Assignment Instructions:

1.Install [Anaconda](https://www.anaconda.com/products/individual):

    Take Python 3.x version (not 2.x)
    
    Select “Add Anaconda to System PATH” during installation


2.Jupyter notebook is part of the Anaconda package.

    Open the console (on Windows: open Anaconda Prompt) and run command

    jupyter notebook
 

3.Open "Assignment_1.ipynb" in Jupyter Notebook.



When we want to work with SQL easily in an Ipython notebook, we'll load the ipython-sql extension.

To install ipython-sql with Anaconda, using the [command](https://anaconda.org/conda-forge/ipython-sql):

    conda install -c conda-forge ipython-sql

**Note: DO NOT PANIC** 
* Don't worry if you get (a) a big red-highlighted warning or (b) a note that the extension has already been loaded!  As long as your SQL commands work, it's loaded properly!

In [62]:
%load_ext sql

The sql extension is already loaded. To reload it, use:
  %reload_ext sql


Next, load an SQLite database stored as a file as follows:

**NOTE: We load a file below (here, "Movie-Rating.db", which must be in the same directory as the notebook. You'll use this file throughout the first assignment. Make sure to download the from the BlackBoard exercise webpage!!**

In [63]:
%sql sqlite:///Movie-Rating.db

**`%sql` is used for single line SQL commands:**

In [64]:
%sql SELECT * FROM Movie LIMIT 5;

 * sqlite:///Movie-Rating.db
Done.


mID,title,year,director
101,Gone with the Wind,1939,Victor Fleming
102,Star Wars,1977,George Lucas
103,The Sound of Music,1965,Robert Wise
104,E.T.,1982,Steven Spielberg
105,Titanic,1997,James Cameron


And **`%%sql` is used for multi-line SQL commands:**

In [65]:
%sql SELECT SUM(r.stars) FROM Rating r, Movie m WHERE m.mID = r.mID AND m.year = 1939;

 * sqlite:///Movie-Rating.db
Done.


SUM(r.stars)
9


**Assignment Descriptions**

You've started a new movie-rating website, and you've been collecting data on reviewers' ratings of various movies. There's
not much data yet, but you can still try out some interesting queries. Here's the schema:

Movie ( mID, title, year, director )
Explanation: There is a movie with ID number mID, a title, a release year, and a director.

Reviewer ( rID, name )
Explanation: The reviewer with ID number rID has a certain name.

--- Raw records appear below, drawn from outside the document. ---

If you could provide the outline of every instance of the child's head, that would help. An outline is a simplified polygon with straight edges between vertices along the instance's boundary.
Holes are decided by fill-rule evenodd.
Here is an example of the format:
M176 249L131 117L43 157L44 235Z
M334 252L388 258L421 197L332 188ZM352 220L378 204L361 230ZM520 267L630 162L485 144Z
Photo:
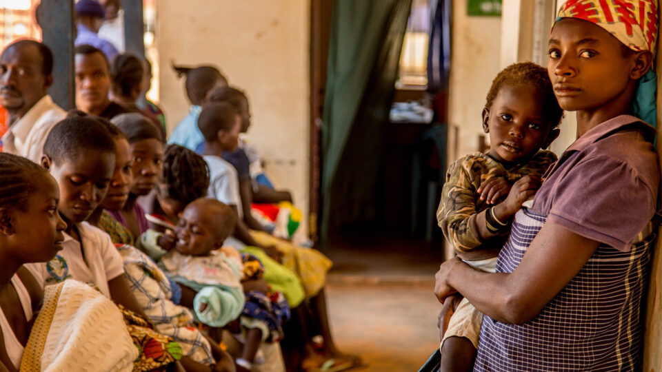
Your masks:
M67 225L57 212L59 198L57 183L45 169L26 158L0 153L3 259L19 265L46 262L62 249Z
M230 207L216 199L198 199L186 206L174 229L175 249L185 255L209 254L223 246L236 223L237 217Z
M185 68L173 65L172 68L177 77L186 76L186 95L192 105L202 105L212 88L228 86L228 80L213 66Z
M246 94L232 87L215 87L207 94L207 102L227 102L234 106L241 116L241 133L245 133L250 127L250 109Z
M128 54L115 56L110 66L114 96L134 101L143 92L143 62Z
M126 135L132 158L133 183L130 193L147 195L156 186L163 171L163 141L159 129L145 116L122 114L110 121Z
M62 216L68 223L83 222L108 192L115 167L115 144L98 121L67 118L46 137L41 165L59 185Z
M119 211L129 198L133 181L133 159L129 140L124 132L108 119L100 118L115 143L115 169L108 187L108 192L100 207L109 211Z
M206 143L217 143L223 151L233 151L239 144L241 117L227 102L212 103L202 109L198 128Z
M548 71L564 110L604 111L605 119L632 110L655 50L657 22L650 17L658 14L657 1L624 0L616 20L603 8L612 2L568 1L559 10Z
M563 111L543 68L531 62L503 69L492 82L483 109L490 155L516 162L546 148L559 136Z
M207 194L209 166L202 156L179 145L163 154L163 173L157 185L159 205L166 215L179 218L184 208Z

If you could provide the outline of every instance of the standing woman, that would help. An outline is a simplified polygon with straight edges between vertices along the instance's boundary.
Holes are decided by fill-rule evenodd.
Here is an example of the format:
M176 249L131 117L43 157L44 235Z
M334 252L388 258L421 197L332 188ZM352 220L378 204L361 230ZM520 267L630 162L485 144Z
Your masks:
M437 273L440 300L459 292L485 314L474 371L641 369L660 174L655 130L632 115L654 120L657 14L656 0L559 11L548 69L577 139L516 215L496 273L457 258Z

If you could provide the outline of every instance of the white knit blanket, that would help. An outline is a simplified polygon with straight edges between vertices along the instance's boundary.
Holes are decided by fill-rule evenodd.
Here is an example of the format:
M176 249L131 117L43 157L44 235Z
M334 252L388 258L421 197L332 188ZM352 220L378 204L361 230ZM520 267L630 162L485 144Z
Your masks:
M115 304L69 279L46 287L21 371L130 371L137 357Z

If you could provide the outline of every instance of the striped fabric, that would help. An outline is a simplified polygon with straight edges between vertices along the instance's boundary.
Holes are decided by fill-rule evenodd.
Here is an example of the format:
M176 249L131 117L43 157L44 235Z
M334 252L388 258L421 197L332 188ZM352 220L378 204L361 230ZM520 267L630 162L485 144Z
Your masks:
M496 272L515 269L545 219L526 208L517 213ZM525 324L485 316L474 371L640 371L641 300L654 238L647 234L628 252L599 247Z

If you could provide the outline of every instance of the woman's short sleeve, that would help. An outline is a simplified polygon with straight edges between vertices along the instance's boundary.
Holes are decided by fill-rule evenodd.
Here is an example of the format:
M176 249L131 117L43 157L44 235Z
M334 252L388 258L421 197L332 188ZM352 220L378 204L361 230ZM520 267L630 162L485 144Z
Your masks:
M656 190L627 163L610 156L577 163L552 187L548 222L621 251L630 249L655 213Z

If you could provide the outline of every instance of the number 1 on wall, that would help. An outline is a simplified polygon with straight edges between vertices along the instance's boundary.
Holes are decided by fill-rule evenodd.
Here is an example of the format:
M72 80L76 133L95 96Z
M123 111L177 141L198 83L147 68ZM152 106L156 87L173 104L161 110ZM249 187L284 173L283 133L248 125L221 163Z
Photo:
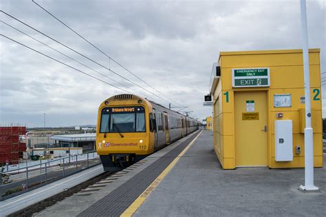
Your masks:
M228 91L225 92L224 93L223 93L223 95L226 95L226 102L228 102Z

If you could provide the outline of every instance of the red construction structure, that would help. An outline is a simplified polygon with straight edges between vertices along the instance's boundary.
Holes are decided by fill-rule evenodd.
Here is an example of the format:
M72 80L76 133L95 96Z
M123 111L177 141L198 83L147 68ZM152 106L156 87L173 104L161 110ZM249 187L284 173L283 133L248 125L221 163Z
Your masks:
M26 150L26 143L22 141L25 134L25 126L0 126L0 164L19 163Z

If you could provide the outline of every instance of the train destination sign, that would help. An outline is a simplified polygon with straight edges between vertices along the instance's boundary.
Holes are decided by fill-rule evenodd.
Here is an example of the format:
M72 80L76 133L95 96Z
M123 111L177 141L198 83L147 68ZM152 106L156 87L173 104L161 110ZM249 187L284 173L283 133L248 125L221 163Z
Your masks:
M233 87L270 87L270 68L232 69Z

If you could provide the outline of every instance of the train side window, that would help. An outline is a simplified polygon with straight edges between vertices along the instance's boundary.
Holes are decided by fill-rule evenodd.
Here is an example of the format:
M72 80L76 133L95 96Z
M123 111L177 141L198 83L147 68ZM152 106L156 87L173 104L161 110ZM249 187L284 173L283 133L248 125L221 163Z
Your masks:
M156 131L156 121L155 119L155 114L149 114L149 130L151 132Z
M161 113L161 122L162 122L162 130L163 131L165 131L165 128L164 128L164 114Z

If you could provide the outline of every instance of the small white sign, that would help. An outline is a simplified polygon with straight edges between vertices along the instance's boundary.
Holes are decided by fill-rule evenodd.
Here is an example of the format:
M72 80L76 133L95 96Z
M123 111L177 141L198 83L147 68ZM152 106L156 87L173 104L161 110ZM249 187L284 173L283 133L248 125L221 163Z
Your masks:
M213 106L213 102L203 102L204 106Z
M305 97L304 96L300 97L300 103L301 104L305 104Z
M254 111L254 100L246 101L246 110L248 112Z
M274 106L291 107L291 94L278 94L274 95Z

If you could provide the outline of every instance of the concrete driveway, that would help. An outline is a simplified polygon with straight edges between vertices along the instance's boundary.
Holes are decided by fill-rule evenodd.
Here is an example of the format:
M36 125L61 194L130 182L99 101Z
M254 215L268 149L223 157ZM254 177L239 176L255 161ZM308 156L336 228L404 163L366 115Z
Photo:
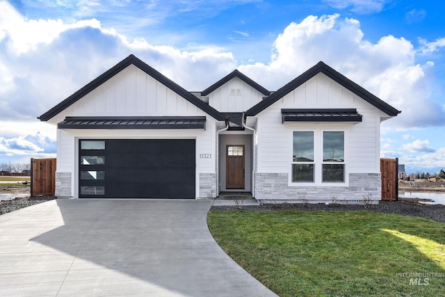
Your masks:
M0 216L0 296L276 296L213 240L211 205L57 200Z

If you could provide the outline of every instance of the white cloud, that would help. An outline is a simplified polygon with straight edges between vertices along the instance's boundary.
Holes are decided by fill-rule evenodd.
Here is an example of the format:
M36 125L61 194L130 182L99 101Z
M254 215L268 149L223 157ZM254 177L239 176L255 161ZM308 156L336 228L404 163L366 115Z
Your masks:
M357 13L380 13L390 0L323 0L330 6L338 9L349 8Z
M394 130L445 125L445 110L430 99L434 64L416 63L418 51L403 38L384 36L373 44L363 37L357 20L341 19L339 15L309 16L278 36L270 63L239 69L275 90L323 61L402 111L383 127Z
M428 42L425 39L419 39L419 42L422 45L419 51L422 54L431 54L437 51L441 47L445 47L445 38L437 39L436 41Z
M445 168L445 147L441 147L432 153L403 155L400 158L399 163L405 164L405 167L411 168L410 172L428 169L438 172L440 170L439 168Z
M248 32L242 32L241 31L234 31L234 33L239 34L243 37L249 37L249 33Z
M425 152L431 153L436 152L436 150L430 146L428 140L421 141L416 139L411 143L405 143L402 145L402 149L410 152Z

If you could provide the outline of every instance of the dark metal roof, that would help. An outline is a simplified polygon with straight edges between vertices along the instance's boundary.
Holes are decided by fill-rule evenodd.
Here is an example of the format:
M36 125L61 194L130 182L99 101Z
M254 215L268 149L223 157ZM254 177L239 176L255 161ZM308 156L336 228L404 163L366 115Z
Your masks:
M246 115L257 115L259 113L261 112L320 72L337 81L338 83L350 90L357 96L363 98L364 100L387 113L388 115L396 116L401 112L368 92L366 90L364 89L341 73L331 68L324 63L320 61L305 72L288 83L276 92L272 93L269 97L249 109L245 112Z
M257 83L256 83L255 81L250 79L249 77L246 77L245 74L243 74L238 70L234 70L231 73L226 75L225 77L224 77L223 78L222 78L221 79L220 79L219 81L218 81L217 82L216 82L215 83L213 83L213 85L211 85L211 86L205 89L204 90L201 92L201 95L202 96L208 95L209 94L210 94L211 93L212 93L213 91L214 91L215 90L216 90L217 88L218 88L219 87L220 87L221 86L222 86L223 84L225 84L225 83L227 83L227 81L233 79L234 77L238 77L238 79L243 81L245 83L246 83L247 84L250 86L252 88L254 88L255 90L257 90L258 92L261 93L263 95L268 95L270 94L270 91L267 90L266 88L264 88L264 87L262 87L261 86L260 86L259 84L258 84Z
M362 122L362 115L350 109L282 109L284 122Z
M243 113L221 113L221 114L227 120L228 130L244 130L243 127Z
M47 121L50 120L131 64L134 65L148 75L163 83L167 86L167 88L171 89L181 97L185 98L189 102L202 109L216 120L219 121L224 120L222 115L216 109L213 109L202 100L200 100L200 99L196 96L191 94L186 90L168 79L164 75L161 74L161 72L159 72L154 68L151 67L133 54L129 55L128 57L119 62L115 66L104 72L99 77L86 85L71 96L68 97L40 117L38 117L38 118L42 121Z
M206 117L67 117L58 129L206 129Z

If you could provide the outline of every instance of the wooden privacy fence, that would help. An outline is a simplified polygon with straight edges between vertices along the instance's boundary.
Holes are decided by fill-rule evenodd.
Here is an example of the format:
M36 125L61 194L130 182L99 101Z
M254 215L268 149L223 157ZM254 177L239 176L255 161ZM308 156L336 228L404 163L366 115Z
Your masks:
M56 193L56 159L31 159L31 195Z
M380 159L382 200L398 200L398 159Z

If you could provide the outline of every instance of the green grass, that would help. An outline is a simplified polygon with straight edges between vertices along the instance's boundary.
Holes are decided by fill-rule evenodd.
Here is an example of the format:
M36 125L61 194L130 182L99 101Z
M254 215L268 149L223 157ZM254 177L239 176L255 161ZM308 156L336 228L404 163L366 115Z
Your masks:
M368 211L210 211L207 220L224 250L282 297L445 296L444 223ZM417 282L428 284L400 274L418 273L430 273Z

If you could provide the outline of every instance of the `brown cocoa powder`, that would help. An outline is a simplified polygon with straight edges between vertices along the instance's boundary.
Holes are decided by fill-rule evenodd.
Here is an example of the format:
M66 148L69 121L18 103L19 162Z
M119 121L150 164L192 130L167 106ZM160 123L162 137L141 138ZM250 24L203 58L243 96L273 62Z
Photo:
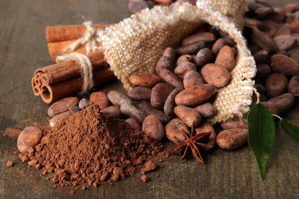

Rating ( rID, mID, stars, ratingDate )
Explanation: The reviewer rID gave the movie mID a number of stars rating (1-5) on a certain ratingDate.

Your queries will run over a small data set conforming to the schema. You can see the data overview in the file 8- data overview.pdf.

**Instructions**

Each problem asks you to write a query in SQL. You can run your code by clicking Run button on the top of the page.

**Important Notes**

1- Your queries are executed using SQLite, so you must conform to the SQL constructs supported by SQLite.

2- Unless a specific result ordering is asked for, you can return the result rows in any order.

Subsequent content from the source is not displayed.